It is trite that contempt of a court order is inherently urgent. In
the context
of this matter, this means non-compliance with the court
order would result in the applicants suffering ongoing prejudice
against
their dignity. Thus considering the nature of the relief
sought and the circumstances of this matter, I find that the matter
deserves
to be treated as urgent.
[15]
The next question is whether the respondent should be found guilty of
contempt of the order
made on 1 March 2022.
[16]
It
is trite that the crime of contempt of court order consists of
unlawfully and intentionally disobeying a court order.
[1]
The crime is established by showing that the respondent's conduct in
not complying with the court order was deliberate and
mala
fide
.
[2]
[17]
To succeed in establishing that the respondent is guilty of contempt
of a court order,
the applicant must establish the following:
(a)
That the order was made against the respondent;
(b)
The order was served on the respondent or that he or she had
knowledge
or information about the order;
(c)
The
respondent failed to comply with the order.
[3]
[18]
It
is further trite that once the above requirements have been
satisfied, wilfulness and
malafide
on
the part of the respondent is presumed. The evidentiary burden is
then on the respondent to establish reasonable doubt.
[4]
Failure to discharge this burden by the respondent will result in him
or her being found guilty of contempt of court.
[19]
The defendant's defence is that he did not deliberately and
intentionally disobey the order
between 1 March 2022 and 14 March
2022, as the order was not yet released. He did not comply with the
order between 14 and 18 March
2022 as he was still seeking legal
advice to determine the validity or enforceability of the order.
[20]
In my view, the respondent in the present matter failed to comply
with the court order
made by Wright J on 1 March 2022. The contention
that he was only able to comply after receiving the stamped order,
and after obtaining
legal advice, and properly considering the extent
of the order has no merits. There is no principle in our law that
affords a litigant
a discretion whether or not to comply with an
order of the court.
[21]
It is common cause that the court issued the order on 1 March 2022 in
an open virtual court.
The respondent was legally represented at the
time the order was made. The draft order, which at the time was
uploaded onto caselines,
was made an order of the court. Although the
order was only stamped on 14 March 2022, the respondent knew about
the order long
before then. This can, therefore, not be an excuse for
non-compliance with the order.
[22]
For the purposes of this judgment, I will accept that the respondent
has filed leave to
appeal against paragraphs 2.4 and 3 of the order.

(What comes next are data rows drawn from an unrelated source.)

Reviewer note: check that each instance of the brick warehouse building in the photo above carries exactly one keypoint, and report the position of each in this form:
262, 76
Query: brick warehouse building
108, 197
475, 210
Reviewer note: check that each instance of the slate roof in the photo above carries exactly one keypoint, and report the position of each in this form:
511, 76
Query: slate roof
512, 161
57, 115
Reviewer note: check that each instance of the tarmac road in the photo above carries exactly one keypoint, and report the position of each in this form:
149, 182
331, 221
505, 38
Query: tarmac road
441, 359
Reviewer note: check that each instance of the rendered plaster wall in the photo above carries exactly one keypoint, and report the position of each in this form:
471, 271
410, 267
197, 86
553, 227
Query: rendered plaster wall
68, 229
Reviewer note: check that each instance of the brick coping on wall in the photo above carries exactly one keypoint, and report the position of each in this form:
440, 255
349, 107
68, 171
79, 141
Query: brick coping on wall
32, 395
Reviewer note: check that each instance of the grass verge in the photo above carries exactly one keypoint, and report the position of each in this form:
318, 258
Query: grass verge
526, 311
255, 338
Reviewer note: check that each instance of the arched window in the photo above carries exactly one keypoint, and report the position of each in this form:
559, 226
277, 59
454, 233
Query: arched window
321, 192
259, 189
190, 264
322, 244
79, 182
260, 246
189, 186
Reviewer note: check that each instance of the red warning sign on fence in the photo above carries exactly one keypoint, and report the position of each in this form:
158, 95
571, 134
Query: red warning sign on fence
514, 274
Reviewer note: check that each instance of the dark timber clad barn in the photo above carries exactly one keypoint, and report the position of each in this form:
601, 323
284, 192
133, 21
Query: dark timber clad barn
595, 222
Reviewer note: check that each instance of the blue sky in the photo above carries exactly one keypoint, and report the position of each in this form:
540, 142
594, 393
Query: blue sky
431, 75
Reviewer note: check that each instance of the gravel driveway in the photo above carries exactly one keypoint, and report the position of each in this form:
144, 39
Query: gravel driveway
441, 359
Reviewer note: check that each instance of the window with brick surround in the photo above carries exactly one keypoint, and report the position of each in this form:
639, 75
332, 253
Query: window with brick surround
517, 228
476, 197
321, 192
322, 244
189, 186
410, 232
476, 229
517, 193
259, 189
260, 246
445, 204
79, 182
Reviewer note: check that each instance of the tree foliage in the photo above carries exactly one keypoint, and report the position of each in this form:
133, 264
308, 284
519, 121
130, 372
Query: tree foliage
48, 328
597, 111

There is, however, non-compliance with paragraph 2.3 of the order
which required
the removal of the posting from Facebook "forthwith."
This means that the respondent was obliged to immediately remove
the
posting after he was informed of the order on 1 March 2022. His duty
to obey the order was immediately after the court pronounced
that he
draft order was made the order of the court. Thus, the respondent's
defence that he became aware of the extent of the order
when it was
stamped and uploaded onto caselines is unsustainable.
[23]
The defence that the posting constitutes fair comment is an issue to
be determined at a
later stage, in Part B of the proceedings, and is
thus not before this court. In other words, this court is enjoined to
consider
whether there has been compliance with the order and not the
merits of the dispute between the parties.
[24]
For the above reasons, I find that the respondent acted wilfully and
with
mala
in
disobeying the order made by this court on 1 March 2022. The
respondent is accordingly found guilty of contempt of court.
Order
[25]
In the circumstances, the following order is made:
1.
This matter is treated as urgent in terms of rule 6 (12) of the
Uniform Rules of the High Court
and non-compliance with the Rules is
condoned;
2.
The respondent is declared to be in contempt of the Court order
granted by Wight J under case number
6726/2022 on 01 March 2022;
3.
The respondent is directed to show cause within a period of 14 days
of the date of this order why
he should not be committed to a period
of thirty days imprisonment, alternatively to pay a fine of R30
000.00.
4.
Regarding paragraph 3 above, the following shall apply:
(ii)
The respondent shall serve and file his affidavit
by the 18 May
2022,
(iii)
The applicants shall, if they so wish to file their
answer within 7
days of the date of the respondent's affidavit, and
(a)
he respondent shall, if he so wishes, serve and file his reply within
5 days of the date.
[26]
The respondent shall pay the costs of this application.
E
Molahlehi
Judge
of the High Court,
Gauteng
Local Division,
Johannesburg.
Representation
For
the applicant:
Adv
T Mathopo
Briefed
by: Majavu
Attorneys
For
the Respondent:
Adv
JNysschens
Briefed
by:
Johan
Nysschens Attorney.
Hearing
date:
29
March 2022
Delivered:
28
April 2022.
[1]
See
Fakie N.O. v CCII Systems (Pty) Ltd
[2006] ZASCA 52
;
2006 (4) SA 326
(SCA) paragraph 6.
[2]
Fakie
supra paragraph 9.
[3]
Fakie
supra at para 22, and Pheko v Ekurhuleni Metrpolitan Municipality
[2015] ZACC 10
;
2015 (5) SA 600
(CC);
2015 (6) BCLR 711
(CC) (Pheko
II) at para [32].
[4]
Fakie
supra at para 41 and 42; Pheko II at 36.